Extremadura (Spain) is a region with clear geographical and demographic handicaps, as defined by the European Union (EU) itself. This region is defined by a very low population density (26 in hab/km2), motivated by the dispersion of its inhabitants and the concentration of most of them in small towns, taking only one exceeds the 150.000 inhabitants. In addition, demographic ageing, reduced or zero average annual population growth rate, the emigration of the young population, the high unemployment rate, or the large proportion of population occupied in the Administration, are other factors that make the daily evolution of the Extremadura region [7].
Only few references have been found in areas of study with similar characteristics and features (albeit density), such as some works developed in the coastal counties of Australia [8,9]. The remaining corresponds to crowded cities and with a very different demographic and economic dynamics or to regions with similar characteristics. Hence, the fact that the methodology used based on the literature review carried out, to deviate from the existing literature today briefly. In rural and more remote areas, there is a need to provide services for palliative care due to the long distance and time of access to the resource population. In the region of Canada, study has shown the need for resources of CP in nearly 50 regions [10].
The geographic context for the study was the Autonomous Community of Extremadura, Spain. This region has had a palliative care program fully integrated into the public health care system since 2002, which resulted from a decision by local health care authorities to guarantee full palliative care coverage as a basic right. Services are organized in eight “health areas”, with a palliative care team each, which operates under the direction of a regional coordinator, and is supplemented by mobile teams operating from eight acute care hospitals (Figure 1). The provision of palliative care in Extremadura is based on need alone, and is not conditioned by the patient's geographical location, his or her condition or disease, or on the ability to pay.

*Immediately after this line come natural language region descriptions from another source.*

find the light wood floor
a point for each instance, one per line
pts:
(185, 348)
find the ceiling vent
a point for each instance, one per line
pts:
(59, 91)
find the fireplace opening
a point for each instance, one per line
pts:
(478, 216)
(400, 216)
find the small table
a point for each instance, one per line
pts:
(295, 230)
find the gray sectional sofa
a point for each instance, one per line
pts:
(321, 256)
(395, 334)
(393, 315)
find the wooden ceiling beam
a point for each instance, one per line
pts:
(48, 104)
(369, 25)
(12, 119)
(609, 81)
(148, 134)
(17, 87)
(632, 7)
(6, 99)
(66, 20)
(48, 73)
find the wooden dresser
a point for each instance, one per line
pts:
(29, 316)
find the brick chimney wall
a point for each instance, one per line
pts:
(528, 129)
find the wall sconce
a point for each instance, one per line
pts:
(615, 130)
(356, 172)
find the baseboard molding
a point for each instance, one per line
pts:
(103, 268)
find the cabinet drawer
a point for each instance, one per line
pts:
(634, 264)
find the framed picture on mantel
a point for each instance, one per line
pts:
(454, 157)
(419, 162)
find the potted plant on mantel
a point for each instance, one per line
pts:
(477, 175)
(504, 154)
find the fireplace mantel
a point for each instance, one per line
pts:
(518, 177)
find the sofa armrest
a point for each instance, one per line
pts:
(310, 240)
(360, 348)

Achieving this goal has been challenging, not only because of the limited resources available, particularly since the beginning of the economic crisis, but also because of the negative growth and low density of a rapidly ageing population (Figure 1) [7].
The software used to generate the model and mapping was the generic geographic information system, ArcGIS 10, used as a network and as a spatial analysis tool.

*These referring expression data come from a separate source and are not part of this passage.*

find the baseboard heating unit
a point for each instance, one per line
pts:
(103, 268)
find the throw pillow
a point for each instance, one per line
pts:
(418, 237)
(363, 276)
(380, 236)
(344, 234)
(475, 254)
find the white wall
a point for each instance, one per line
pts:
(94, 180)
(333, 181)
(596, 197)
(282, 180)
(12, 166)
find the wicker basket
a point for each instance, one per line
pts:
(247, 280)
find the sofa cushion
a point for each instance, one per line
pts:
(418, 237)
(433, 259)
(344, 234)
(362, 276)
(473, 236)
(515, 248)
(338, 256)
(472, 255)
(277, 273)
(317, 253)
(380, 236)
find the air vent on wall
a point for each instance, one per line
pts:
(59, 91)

The spatial data were drawn from the geodetic system ED50 (European Datum 1950) and the Universal Transverse Mercator (UTM) cartographic projection, projected in the 30 spindle for the study area.
The basic unit of analysis was the municipality, including relevant data in both the supply and demand side. Each municipality was represented by the centroid of the urban core; using coordinates provided the National Geographical Institute in each case [11]. The total population of each municipality was estimated based on data from the 2009 Municipal Register [12].

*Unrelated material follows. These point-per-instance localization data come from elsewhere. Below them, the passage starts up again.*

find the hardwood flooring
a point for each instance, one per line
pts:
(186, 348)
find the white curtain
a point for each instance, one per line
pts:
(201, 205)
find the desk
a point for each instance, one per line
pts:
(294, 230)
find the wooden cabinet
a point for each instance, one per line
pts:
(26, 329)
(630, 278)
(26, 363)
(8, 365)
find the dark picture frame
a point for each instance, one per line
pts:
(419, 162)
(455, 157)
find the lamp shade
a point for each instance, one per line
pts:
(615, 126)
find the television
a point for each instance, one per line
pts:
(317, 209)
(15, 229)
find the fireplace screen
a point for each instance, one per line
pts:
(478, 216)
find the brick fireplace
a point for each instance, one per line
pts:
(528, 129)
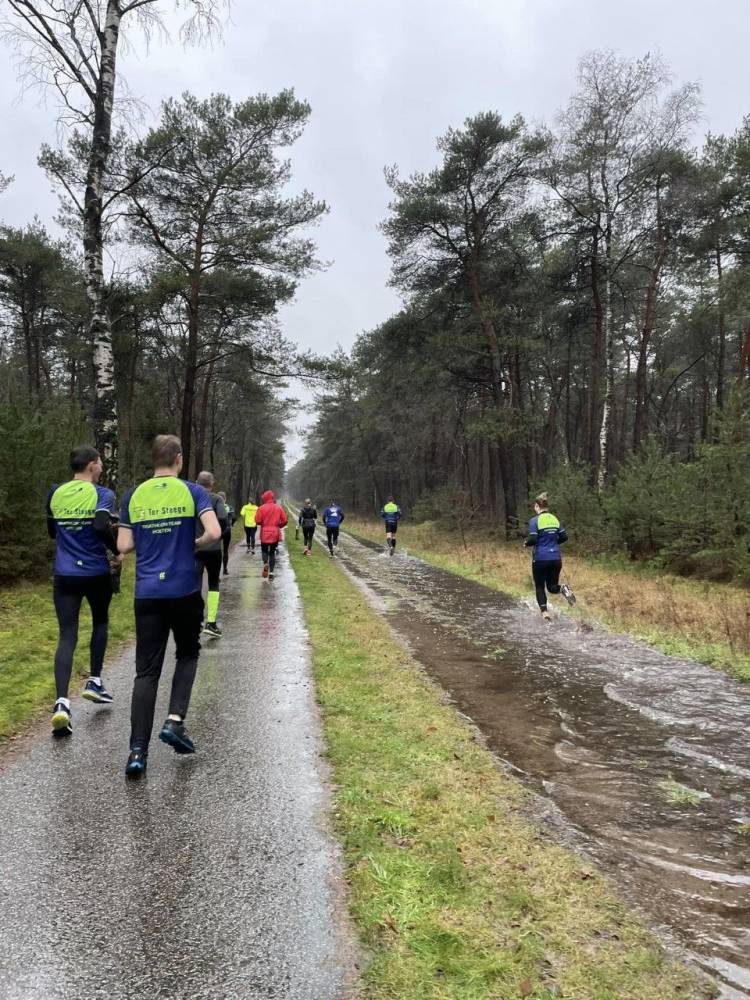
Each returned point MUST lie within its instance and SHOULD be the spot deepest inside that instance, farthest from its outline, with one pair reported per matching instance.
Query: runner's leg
(185, 616)
(67, 599)
(152, 621)
(539, 572)
(99, 596)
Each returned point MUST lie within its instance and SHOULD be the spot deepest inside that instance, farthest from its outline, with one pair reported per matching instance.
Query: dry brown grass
(706, 621)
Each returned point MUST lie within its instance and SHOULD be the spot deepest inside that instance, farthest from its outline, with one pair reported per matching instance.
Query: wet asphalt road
(216, 876)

The limits of each of the health services areas were set by aggregating data included in the inventory of Primary Care Centers of the Spanish Ministry of Health and Social Policy [13].
The tolerance used to project the punctual elements on the network was 2.5 km. The impedance was calculated by dividing the span length between the same specific speeds, obtaining the time that takes to pass through a given road portion.
The road network mapping used in this study was based on data generated by our research group during the evaluation of the accessibility of centers of economic activity in mainland Spain in 2008 [14].
The cartography included all the roads of Portugal and other regions of Spain to allow the generation of an open communication model.
From the above elements, a transport model was established by defining the tolerance to project-specific elements on the network and by assigning impedance to each segment of the network. From the impedance data, the time separating two locations within the transport model was estimated, enabling the creation of a matrix of origin-to-destination times for the entire region.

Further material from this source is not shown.